Montpelier Square is a residential garden square in Knightsbridge, London, and is administratively in the City of Westminster. The homes were built in the 19th century and are of brick construction, partly covered with stucco. All of the buildings facing inwards are listed grade II (the mainstream, initial category) in the heritage listing scheme used in England.

==History, extent, listing details and value==
From a point in Plantagenet England until 1955, Kensington's eastern spur was thinner, amounting to Brompton (a forlorn term for a wedge of Knightsbridge to the south). Instead these easterly fields of Kensington Gore reaching north to nearly the Serpentine and going past its hamlet hub to the fence of the Palace (formerly royal manor) then from 1901 to Kensington Church Street) presented the largest exclave within Ossulstone (the Kensington Gore detached part of St Margaret Westminster).
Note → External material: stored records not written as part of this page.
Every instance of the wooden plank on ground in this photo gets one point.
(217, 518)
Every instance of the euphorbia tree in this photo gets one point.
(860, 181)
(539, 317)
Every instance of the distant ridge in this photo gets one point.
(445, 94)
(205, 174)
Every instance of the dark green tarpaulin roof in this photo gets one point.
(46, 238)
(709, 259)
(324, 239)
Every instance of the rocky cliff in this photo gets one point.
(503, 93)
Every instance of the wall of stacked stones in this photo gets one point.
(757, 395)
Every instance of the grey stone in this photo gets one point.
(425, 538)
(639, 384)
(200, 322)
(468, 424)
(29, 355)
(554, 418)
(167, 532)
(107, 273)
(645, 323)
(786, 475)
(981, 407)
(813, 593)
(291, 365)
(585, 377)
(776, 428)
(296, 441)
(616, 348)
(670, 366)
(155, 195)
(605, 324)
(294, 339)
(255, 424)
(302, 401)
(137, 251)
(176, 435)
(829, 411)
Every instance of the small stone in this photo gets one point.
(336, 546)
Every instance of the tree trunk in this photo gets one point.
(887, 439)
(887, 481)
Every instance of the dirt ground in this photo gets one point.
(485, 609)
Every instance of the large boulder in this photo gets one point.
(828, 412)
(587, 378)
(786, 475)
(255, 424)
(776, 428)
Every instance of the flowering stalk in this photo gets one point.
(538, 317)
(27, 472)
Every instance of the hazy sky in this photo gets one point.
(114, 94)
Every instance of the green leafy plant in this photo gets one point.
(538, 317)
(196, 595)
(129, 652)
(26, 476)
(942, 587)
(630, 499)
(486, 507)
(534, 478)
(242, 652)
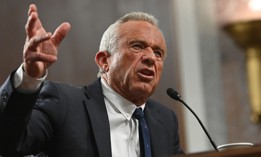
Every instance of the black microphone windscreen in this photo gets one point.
(173, 94)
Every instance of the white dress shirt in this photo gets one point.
(124, 130)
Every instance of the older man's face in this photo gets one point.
(135, 70)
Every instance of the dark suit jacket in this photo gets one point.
(68, 121)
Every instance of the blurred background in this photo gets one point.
(205, 63)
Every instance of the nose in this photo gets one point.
(149, 57)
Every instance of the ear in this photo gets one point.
(101, 59)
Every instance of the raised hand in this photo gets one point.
(41, 47)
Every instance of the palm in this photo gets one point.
(40, 49)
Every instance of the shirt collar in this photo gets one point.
(122, 105)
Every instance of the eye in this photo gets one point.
(138, 46)
(158, 53)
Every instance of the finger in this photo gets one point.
(33, 23)
(34, 42)
(37, 56)
(32, 8)
(60, 33)
(30, 25)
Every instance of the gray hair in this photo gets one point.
(109, 40)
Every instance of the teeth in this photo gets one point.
(146, 72)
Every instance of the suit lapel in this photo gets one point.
(156, 126)
(99, 119)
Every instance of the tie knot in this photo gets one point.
(138, 113)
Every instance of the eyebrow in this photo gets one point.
(147, 44)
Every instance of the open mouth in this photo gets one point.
(146, 74)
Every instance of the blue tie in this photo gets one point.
(143, 132)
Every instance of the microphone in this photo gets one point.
(175, 95)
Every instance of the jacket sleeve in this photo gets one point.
(15, 111)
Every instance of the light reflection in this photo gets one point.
(254, 5)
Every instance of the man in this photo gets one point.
(95, 120)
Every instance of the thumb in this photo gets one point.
(60, 33)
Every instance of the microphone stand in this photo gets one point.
(175, 95)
Internally, excluding small porches, the square measures 260 ft by 200 ft. Private communal gardens, to centre, measure 0.2 ha.
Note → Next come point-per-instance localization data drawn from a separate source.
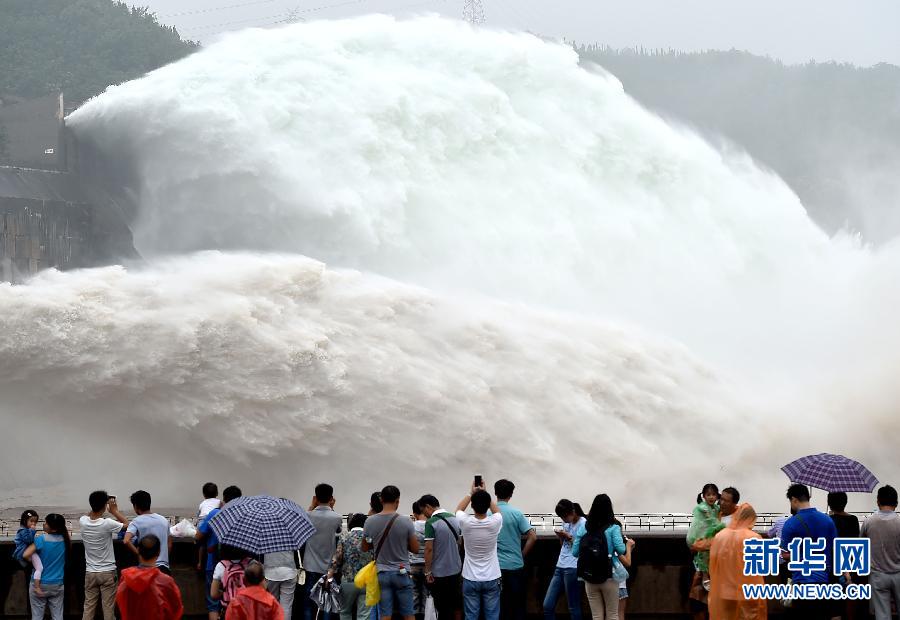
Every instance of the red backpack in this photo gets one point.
(233, 579)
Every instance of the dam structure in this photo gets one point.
(52, 215)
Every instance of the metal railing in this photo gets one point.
(638, 522)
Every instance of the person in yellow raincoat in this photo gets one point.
(726, 568)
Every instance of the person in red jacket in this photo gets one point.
(253, 602)
(144, 592)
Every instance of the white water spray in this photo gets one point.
(477, 165)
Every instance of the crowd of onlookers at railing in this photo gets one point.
(435, 563)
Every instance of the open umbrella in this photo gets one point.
(832, 473)
(262, 524)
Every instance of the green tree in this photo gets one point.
(80, 46)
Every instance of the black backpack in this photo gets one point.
(594, 559)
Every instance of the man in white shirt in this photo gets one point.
(97, 534)
(481, 567)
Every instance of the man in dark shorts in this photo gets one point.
(393, 537)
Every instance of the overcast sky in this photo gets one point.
(864, 32)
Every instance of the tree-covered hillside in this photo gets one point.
(831, 131)
(80, 46)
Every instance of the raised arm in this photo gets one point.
(129, 536)
(530, 542)
(113, 508)
(626, 557)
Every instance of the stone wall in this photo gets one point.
(658, 585)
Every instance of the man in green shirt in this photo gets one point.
(511, 553)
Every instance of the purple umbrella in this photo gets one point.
(832, 473)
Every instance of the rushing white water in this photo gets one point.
(516, 229)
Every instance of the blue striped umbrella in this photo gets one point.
(262, 524)
(832, 473)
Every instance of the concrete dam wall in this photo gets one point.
(59, 206)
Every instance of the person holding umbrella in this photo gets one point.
(807, 522)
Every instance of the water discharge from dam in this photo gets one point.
(411, 251)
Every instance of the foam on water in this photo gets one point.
(527, 247)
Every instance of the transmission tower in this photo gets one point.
(473, 11)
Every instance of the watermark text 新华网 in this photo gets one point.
(850, 556)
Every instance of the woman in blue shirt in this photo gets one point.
(565, 577)
(53, 549)
(604, 597)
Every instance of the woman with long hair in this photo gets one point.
(604, 597)
(726, 569)
(53, 548)
(565, 578)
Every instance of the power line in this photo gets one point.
(232, 23)
(217, 8)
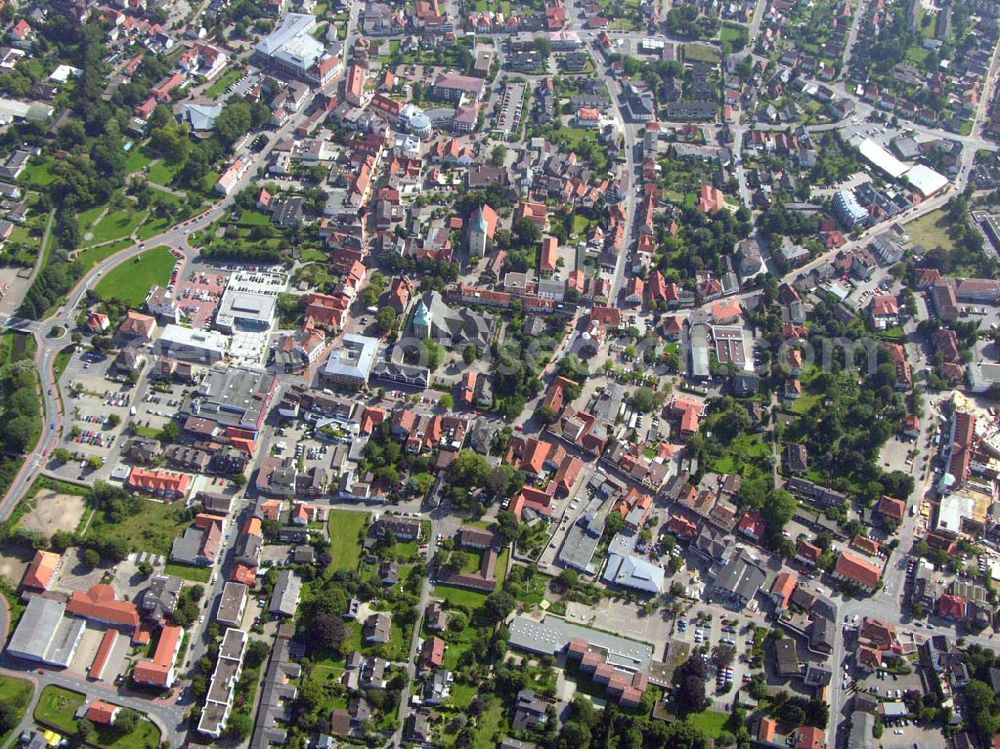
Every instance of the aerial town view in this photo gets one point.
(500, 374)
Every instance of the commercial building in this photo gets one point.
(621, 665)
(848, 209)
(285, 598)
(219, 700)
(45, 634)
(293, 50)
(159, 670)
(249, 301)
(351, 364)
(232, 398)
(232, 603)
(191, 345)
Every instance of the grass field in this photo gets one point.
(132, 280)
(163, 173)
(137, 159)
(930, 231)
(746, 446)
(345, 526)
(39, 174)
(187, 572)
(16, 693)
(93, 255)
(701, 53)
(57, 708)
(152, 527)
(116, 225)
(709, 722)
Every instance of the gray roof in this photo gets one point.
(353, 359)
(633, 572)
(862, 727)
(230, 602)
(46, 634)
(552, 634)
(741, 577)
(285, 599)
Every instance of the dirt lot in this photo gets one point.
(54, 512)
(14, 560)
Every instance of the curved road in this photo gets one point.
(65, 316)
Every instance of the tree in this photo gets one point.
(127, 720)
(499, 154)
(169, 433)
(239, 726)
(385, 320)
(498, 606)
(329, 629)
(17, 433)
(644, 400)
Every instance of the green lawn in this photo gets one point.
(931, 230)
(345, 529)
(132, 280)
(16, 693)
(489, 725)
(116, 225)
(187, 572)
(163, 173)
(471, 599)
(748, 447)
(701, 53)
(223, 82)
(57, 708)
(137, 159)
(93, 255)
(39, 174)
(152, 527)
(710, 722)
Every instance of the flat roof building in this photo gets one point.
(292, 49)
(249, 301)
(231, 604)
(45, 634)
(191, 345)
(351, 364)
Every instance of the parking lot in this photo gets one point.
(97, 408)
(198, 296)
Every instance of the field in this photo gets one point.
(187, 572)
(152, 527)
(345, 527)
(39, 174)
(930, 231)
(57, 708)
(131, 281)
(748, 447)
(701, 53)
(17, 693)
(53, 511)
(93, 255)
(710, 722)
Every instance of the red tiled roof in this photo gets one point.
(40, 572)
(101, 604)
(858, 570)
Grade II listing of 44 Montpelier Street, one of two southern approach ways, means that all houses within two-house-fronts of directly facing the square plus those - all classical houses, whether internally converted to flats - facing it are listed buildings. 1–17, 17a–43 are listed Grade II on the National Heritage List for England for their architectural merit. No.s 44 to 47, forming the eastern approach way (there is also a fourth approach way which is to the west) are not listed.

Average full houses, on long leases, of the square cost £8.2 million in 2018.
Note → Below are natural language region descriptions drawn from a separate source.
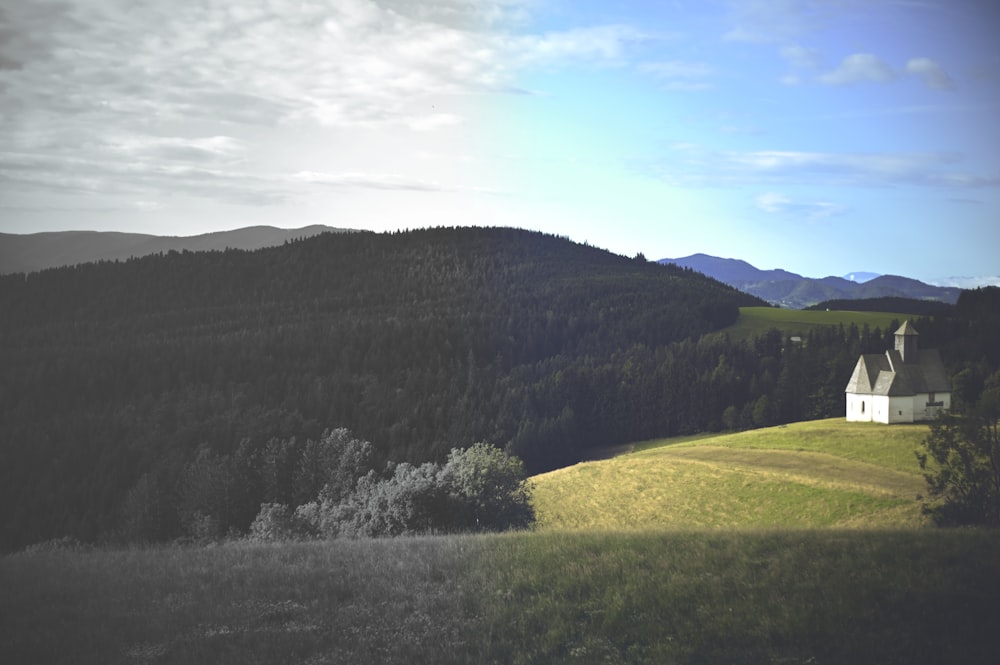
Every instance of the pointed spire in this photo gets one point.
(906, 342)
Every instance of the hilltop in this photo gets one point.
(38, 251)
(818, 474)
(418, 342)
(788, 289)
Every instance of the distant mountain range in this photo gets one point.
(787, 289)
(38, 251)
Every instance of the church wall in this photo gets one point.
(929, 406)
(900, 409)
(859, 408)
(880, 409)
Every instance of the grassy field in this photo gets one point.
(798, 544)
(656, 597)
(826, 473)
(756, 320)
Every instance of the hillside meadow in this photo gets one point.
(784, 545)
(818, 474)
(754, 321)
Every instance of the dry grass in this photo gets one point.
(825, 473)
(754, 321)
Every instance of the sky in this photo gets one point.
(818, 136)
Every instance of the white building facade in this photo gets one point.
(903, 385)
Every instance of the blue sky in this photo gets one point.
(821, 137)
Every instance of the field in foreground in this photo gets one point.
(818, 474)
(641, 597)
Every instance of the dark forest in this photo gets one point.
(122, 381)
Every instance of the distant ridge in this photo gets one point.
(38, 251)
(787, 289)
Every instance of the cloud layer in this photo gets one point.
(140, 97)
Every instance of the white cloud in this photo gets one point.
(691, 165)
(679, 74)
(859, 68)
(367, 181)
(772, 202)
(141, 98)
(801, 57)
(931, 73)
(775, 203)
(780, 21)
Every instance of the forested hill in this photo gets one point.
(417, 341)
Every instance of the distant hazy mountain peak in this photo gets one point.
(861, 277)
(787, 289)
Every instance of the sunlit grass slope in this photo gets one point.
(756, 320)
(826, 473)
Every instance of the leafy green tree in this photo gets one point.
(961, 462)
(489, 487)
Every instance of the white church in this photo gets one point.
(904, 385)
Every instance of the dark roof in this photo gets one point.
(886, 374)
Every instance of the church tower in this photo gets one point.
(906, 342)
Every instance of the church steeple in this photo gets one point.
(906, 342)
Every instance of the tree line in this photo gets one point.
(128, 379)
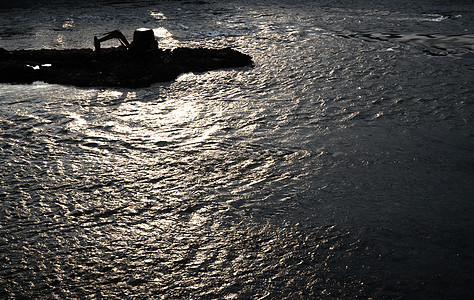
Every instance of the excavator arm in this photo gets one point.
(116, 34)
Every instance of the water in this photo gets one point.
(340, 166)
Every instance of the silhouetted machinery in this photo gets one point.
(143, 40)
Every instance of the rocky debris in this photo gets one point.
(112, 67)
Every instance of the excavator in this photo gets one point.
(143, 40)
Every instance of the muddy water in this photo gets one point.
(340, 166)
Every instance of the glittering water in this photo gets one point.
(340, 166)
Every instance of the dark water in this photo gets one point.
(339, 167)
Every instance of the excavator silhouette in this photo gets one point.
(143, 40)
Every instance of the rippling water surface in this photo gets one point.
(339, 166)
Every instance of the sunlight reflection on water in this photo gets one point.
(324, 171)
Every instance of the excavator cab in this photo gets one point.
(143, 40)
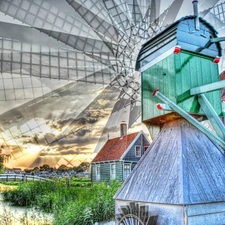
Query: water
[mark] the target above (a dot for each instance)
(16, 215)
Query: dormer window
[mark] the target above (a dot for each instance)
(138, 151)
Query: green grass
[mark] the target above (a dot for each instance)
(80, 203)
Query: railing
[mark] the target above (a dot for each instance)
(20, 177)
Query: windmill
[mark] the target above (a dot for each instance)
(180, 180)
(55, 52)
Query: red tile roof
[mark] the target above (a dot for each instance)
(114, 148)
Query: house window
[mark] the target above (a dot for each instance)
(138, 151)
(126, 171)
(112, 171)
(145, 148)
(97, 172)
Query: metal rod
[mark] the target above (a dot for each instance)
(208, 87)
(195, 7)
(189, 118)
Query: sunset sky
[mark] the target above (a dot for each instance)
(66, 83)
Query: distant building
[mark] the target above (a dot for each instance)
(118, 157)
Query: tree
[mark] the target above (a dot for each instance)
(3, 158)
(62, 168)
(45, 167)
(83, 167)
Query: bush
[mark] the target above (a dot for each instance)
(94, 205)
(70, 205)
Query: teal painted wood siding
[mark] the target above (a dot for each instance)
(174, 76)
(105, 171)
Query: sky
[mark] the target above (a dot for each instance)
(68, 81)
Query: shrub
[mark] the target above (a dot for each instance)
(93, 205)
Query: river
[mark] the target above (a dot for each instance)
(16, 215)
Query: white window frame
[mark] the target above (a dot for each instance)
(98, 173)
(125, 175)
(136, 148)
(112, 171)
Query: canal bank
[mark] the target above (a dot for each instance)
(16, 215)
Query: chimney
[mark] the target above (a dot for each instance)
(123, 129)
(195, 8)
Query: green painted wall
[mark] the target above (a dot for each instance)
(174, 76)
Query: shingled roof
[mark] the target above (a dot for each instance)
(182, 166)
(115, 148)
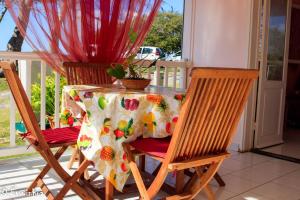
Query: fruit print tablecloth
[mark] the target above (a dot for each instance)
(114, 116)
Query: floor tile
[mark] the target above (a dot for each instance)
(220, 194)
(250, 196)
(277, 192)
(237, 185)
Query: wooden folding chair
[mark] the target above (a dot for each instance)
(85, 74)
(208, 119)
(44, 141)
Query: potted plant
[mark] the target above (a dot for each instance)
(130, 74)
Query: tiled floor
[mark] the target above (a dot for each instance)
(248, 176)
(291, 146)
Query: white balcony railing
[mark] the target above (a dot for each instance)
(165, 73)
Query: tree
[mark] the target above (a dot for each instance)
(16, 41)
(166, 32)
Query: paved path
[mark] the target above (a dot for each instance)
(4, 94)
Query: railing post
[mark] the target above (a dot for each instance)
(25, 75)
(43, 95)
(57, 98)
(166, 76)
(157, 75)
(12, 110)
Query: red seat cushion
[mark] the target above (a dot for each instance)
(59, 135)
(157, 147)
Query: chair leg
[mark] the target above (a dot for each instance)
(179, 181)
(109, 190)
(73, 179)
(219, 179)
(142, 163)
(61, 172)
(73, 158)
(205, 178)
(46, 169)
(209, 193)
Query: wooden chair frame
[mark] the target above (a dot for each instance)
(87, 73)
(223, 94)
(40, 145)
In 2007, the Evening Standard saw the square a strong 'street of success' where 'the capital's corporate power brokers choose to make their homes'. The square ranked equally, 36th, as to declared housing of directors of companies with a turnover of more than £10 million.

==Notable residents==
- Writer Robert S. Hitchens in 1891, and was later home to the Hungarian writer Arthur Koestler and his third wife, Cynthia. Koestler and his wife committed suicide at the house in 1983 - No.8.
- Joyce Grenfell (née Phipps) was born at No.29 on 10 February 1910.
- Actress and dancer Leslie Caron (with theatre director, her husband Peter Hall and children) in the 1960s. Her home was mapped in an April 1966 article in TIME magazine that popularised the phrase the 'swinging Sixties' - No.31.
- Actor Walter Lacey and his wife, also an actor between 1852 and 1860 - No.38.
- Architect Matthew Digby Wyatt in 1851 - at No.40.
- In 1856 members of the Pre-Raphaelite Brotherhood who edited The Oxford and Cambridge Magazine, founded by William Morris. It was the home of Wilfred Heeley, whose visitors included Edward Burne-Jones and William Fulford; they met and lodged at "20" (now No.18).

Helen Cecelia Black visited Mrs. Lovett Cameron at her such home for her book Notable Women Authors of the Day: Biographical sketches and described the rich interior of Cameron's house.

Victor Lownes lived at No. 3 in the 1960s; Christine Keeler attended a party there in 1966 where she was spiked with LSD. Roman Polanski and Stuart Whitman were also guests at the party. The Beatles also went to parties at Lownes's house.

The dancer Michael Flatley sold his house for £7.2 million in 2015.